Expenditure, tourism & property

We can compare this mental health value against other economic values of surfing (Table 1). It is 4.4–13.5 times inflation-adjusted estimates of direct surfer expenditure, which are $0.23–0.43 billion per year for the Gold Coast13. Inbound tourism to the Gold Coast, for which beaches are the primary attraction but not the only activity, is currently valued at $4.0 billion p.a21. This includes ~48,000 surfers13,14 from 11.4 million tourists21, pro rata contribution of $0.017 billion per year. The local government budget for 2023–24 is $1.43 billion. Gold Coast beachfront high-rise residential apartments, that house residents and tourists attracted largely by beach amenities have an aggregate capital value of ~$16.25 billion with a net rental return of 4.6% per year plus mean 35-year inflation-adjusted capital gain of 4% per year22,23, creating pre-tax-annual value ~8.6% x $16.25 billion, i.e., ~$1.40 billion p.a. Since ~18% of the city population are surfers, surfing contributes ~$0.25 billion per year. The mental health value of surfing is thus 4–12 times economic contributions via property prices.

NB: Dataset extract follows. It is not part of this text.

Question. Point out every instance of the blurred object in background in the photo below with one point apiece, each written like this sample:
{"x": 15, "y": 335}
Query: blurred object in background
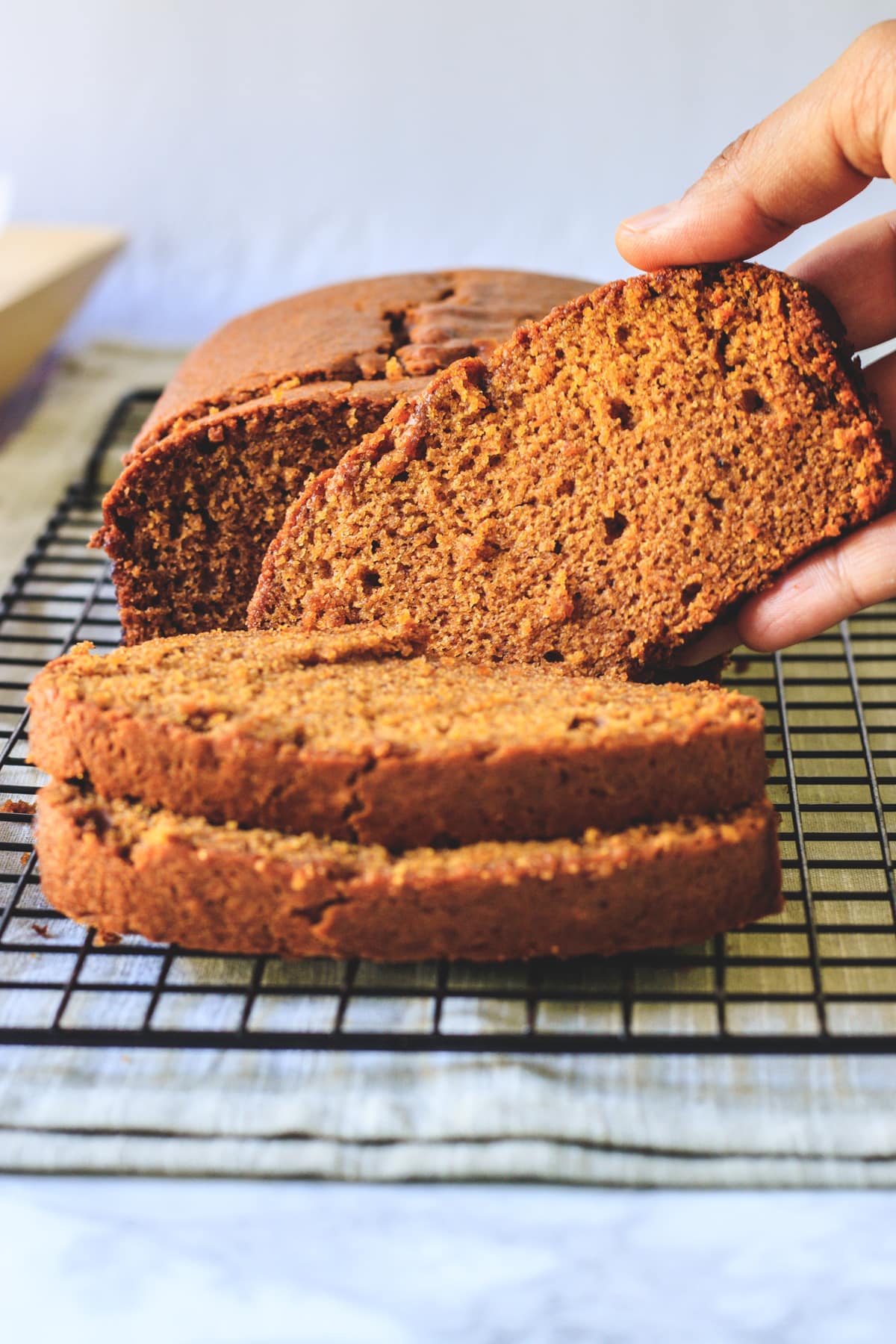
{"x": 45, "y": 273}
{"x": 255, "y": 151}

Table 1 Components of economic value for surfing on Australia’s Gold Coast.

Summary

For the Gold Coast, therefore, mental health benefits contribute 57–74% of the total economic value of surfing, or 65–82% if multipliers are included. Scaling up to the estimated 50 million surfers worldwide1, the global mental health value of surfing is $0.38–1.30 trillion p.a. This is an approximate top-down estimate. For more accurate estimates at local scales, we shall need to track mental health measures and possible influential factors for large panels of surfers, over multiple years. This initial approximation, however, indicates that the economic and political power of surfing in the conservation of nearshore ocean ecosystems may be substantially more than suggested previously1. It would be larger still if the benefits of surfing for physical health1,9, and the secondary effects of physical health on mental health20, were also included. Surfing can thus contribute significantly to ocean sustainability.